'Overwatch' Reddit Got Tricked And It Won't Be The Last Time
Tricking the entire Overwatch subreddit into thinking a new feature is coming to the game is a lot easier than you’d think. All you need is to photoshop two Overwatch skins together, post them to a forum and wait for some user hungry enough to pick up the bait. Everyone wants glory, or just a little bit of reddit karma.
Here’s how the Overwatch subreddit got tricked this time.
On Monday morning, a user on r/overwatch posted that he/she had proof that swappable skins would be coming to the game. The post used a picture found on Imgur and showed the normal Reinhardt skin holding a Golden axe from the Bloodhart skin. The subreddit exploded, upvoting the post and gushing about how it has to be real. YouTube videos started to pop up, created by Overwatch news vultures like Ohnickel and UnitLost. It didn’t matter that a similar idea had just hit the front page of reddit a few days before or that it looked heavily photoshopped, it had to be real because rowdy mobs always do their research.
The very next day, another user posted on the Overwatch subreddit taking credit for posting the original picture and had proof. Yuren said that he created the image because he wanted to practice using Gimp 2, a free editing software. “This is not for seeking attention for myself, but to raise attention for the idea itself,” Yuren wrote. The original reddit post has since been removed, either because it was proven fake or the Overwatch sub moderators deemed it too “controversial.”
The Overwatch subreddit has been on a “leak” hype train for the past few weeks. After a 4chan user revealed Orisa before she was officially released, internet forum dwellers thinks they’ve found the next big crack in the Blizzard Titanic.
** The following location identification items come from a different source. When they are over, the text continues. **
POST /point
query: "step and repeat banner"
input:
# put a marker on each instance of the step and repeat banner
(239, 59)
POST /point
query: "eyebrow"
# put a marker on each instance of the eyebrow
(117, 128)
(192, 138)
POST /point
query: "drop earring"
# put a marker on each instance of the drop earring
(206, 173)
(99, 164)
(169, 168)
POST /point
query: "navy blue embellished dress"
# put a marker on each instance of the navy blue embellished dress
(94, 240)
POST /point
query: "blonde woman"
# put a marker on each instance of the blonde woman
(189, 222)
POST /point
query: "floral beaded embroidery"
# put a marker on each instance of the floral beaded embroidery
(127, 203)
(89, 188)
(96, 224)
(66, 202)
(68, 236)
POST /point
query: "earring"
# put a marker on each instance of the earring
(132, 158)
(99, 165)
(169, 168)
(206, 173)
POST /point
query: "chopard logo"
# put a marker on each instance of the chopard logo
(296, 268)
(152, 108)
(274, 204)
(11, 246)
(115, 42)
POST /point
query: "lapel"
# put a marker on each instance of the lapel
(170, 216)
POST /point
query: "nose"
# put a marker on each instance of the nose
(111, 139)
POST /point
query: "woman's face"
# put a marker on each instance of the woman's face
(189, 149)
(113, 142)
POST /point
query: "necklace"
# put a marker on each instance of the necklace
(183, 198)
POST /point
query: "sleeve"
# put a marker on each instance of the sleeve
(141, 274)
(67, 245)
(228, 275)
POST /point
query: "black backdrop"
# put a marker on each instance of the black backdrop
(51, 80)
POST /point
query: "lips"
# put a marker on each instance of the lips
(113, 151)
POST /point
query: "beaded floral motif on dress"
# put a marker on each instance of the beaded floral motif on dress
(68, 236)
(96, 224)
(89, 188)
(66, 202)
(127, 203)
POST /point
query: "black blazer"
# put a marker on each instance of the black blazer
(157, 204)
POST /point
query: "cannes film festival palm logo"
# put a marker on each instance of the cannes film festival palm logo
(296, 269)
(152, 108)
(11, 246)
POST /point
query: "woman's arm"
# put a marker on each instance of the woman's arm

Last week, another post on 4chan popped up from someone claiming to have worked on the Quality Assurance team for Overwatch. The same video vultures created content about this “leak” (and I’d be lying if I didn’t post about it as well. ) It doesn’t matter that these random comments could just be total bull shit, everyone’s already on to the next “leak” anyways.
I didn’t believe the picture was real. I’m not saying that as an “I told you so” but to say that you have to check your sources before “bandwagoning” for a cause. On the internet, anyone can make anything and a ton of people will believe that it’s true. I’ve dived down to the deepest parts of reddit and seen how easy it is for them to get fooled. Anyone can create the next grainy YouTube video that is totally about the next Overwatch event and not just two Tracers, a Reaper and a Symmetra shield stuck together in Adobe After Effects.